Practicing Connections, A Practical Theory for Teaching Hard Things to All Students

Despite the valuable research into the cognitive, affective, and neurological effects of learning experiences, there is still a research-to-practice gap: many educational materials are designed  independently of what we know from research to produce deep learning, and deep learning is still viewed as an elusive outcome of our educational system (Biesta, 2007; Canole, Dyke, Oliver, & Seale, 2004; Levin, 2004; Smeyers & Depaepe, 2013; Vanderlinde & van Braak, 2010). Instruction is an undoubtedly multivariate system so it is highly unlikely that any particular variable - even your favorite one! - is going to carry much weight in and of itself when implemented in an authentic educational setting. This talk will focus on how developing a new model of collaboration among researchers, instructors, and developers necessitates a practical theory of how deep learning occurs in an authentic discipline (e.g., statistics and data science) over time.

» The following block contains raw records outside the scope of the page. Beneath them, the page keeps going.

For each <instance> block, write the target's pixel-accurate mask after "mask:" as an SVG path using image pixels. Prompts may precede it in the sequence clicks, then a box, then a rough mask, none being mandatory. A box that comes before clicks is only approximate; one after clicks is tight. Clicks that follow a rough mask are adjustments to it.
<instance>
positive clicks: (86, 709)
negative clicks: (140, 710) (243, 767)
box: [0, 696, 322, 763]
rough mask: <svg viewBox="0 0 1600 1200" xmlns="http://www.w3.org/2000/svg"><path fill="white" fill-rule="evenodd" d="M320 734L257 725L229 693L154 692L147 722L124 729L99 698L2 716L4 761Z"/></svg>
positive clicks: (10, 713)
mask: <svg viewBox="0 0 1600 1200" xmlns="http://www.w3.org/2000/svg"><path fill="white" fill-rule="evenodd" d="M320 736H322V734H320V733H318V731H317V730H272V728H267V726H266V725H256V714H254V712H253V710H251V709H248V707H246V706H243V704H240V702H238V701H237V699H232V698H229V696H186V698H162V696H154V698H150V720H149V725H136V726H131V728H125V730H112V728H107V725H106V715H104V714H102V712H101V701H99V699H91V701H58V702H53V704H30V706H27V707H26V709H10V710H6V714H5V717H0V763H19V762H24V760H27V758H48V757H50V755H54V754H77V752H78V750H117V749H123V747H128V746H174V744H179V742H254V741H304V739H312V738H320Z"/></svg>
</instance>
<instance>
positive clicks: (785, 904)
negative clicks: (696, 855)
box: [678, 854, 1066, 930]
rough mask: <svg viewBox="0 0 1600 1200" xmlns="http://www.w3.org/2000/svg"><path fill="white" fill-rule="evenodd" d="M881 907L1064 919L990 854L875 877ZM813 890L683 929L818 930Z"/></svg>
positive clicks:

Ji Y. Son is Professor of Psychology at California State University at Los Angeles and director of the Learning Lab at Cal State LA. She is a co-author of the interactive textbook "Introduction to Statistics: A Modeling Approach" published using CourseKata.org. Her PhD in Cognitive Science and Psychology is from Indiana University, Bloomington. She is interested in how basic cognitive and perceptual processes foster rich and transferable learning. Her work examines methods of applying these psychological insights at scale to issues like mathematics remediation and student success. The central idea behind Ji’s work is that learning changes the way we see the world.



Michelle Cadieux SQ

Michelle Cadieux


Lessons learned from teaching a large introductory psychology course: What works and what doesn’t

After 7 years of helping to teach and coordinate a large introductory psychology class, I have learned that some things work well with big classes and some things can be a total disaster. In this talk, I will discuss the projects, assignments, and technologies that we have implemented successfully and unsuccessfully throughout the years. This will include writing projects, practice tests, iclickers, gamification, learning portfolios, peer-created practice questions, and student presentations. We will examine student feedback to see what students enjoyed and what they found frustrating. We will also look at the effects these practices had on final grades. The goal of the presentation will be to explore what worked, what didn’t, and what simply wasn’t worth the effort.


Michelle Cadieux is the course coordinator for Introductory Psychology at McMaster University. She helps to teach over 4,500 students every year. Her primary research involves investigating the best methods and practices for instructing the largest class at McMaster. Dr. Cadieux’s position puts her on the front lines of exploring what can be done to help students transition to university life and achieve their academic goals. She examines how different course structures can promote or hinder learning, while paying particular interest to the role that online learning now plays in many large classrooms. She is most interested in how to improve overall student engagement to prevent students from being lost in a sea of first year undergraduates.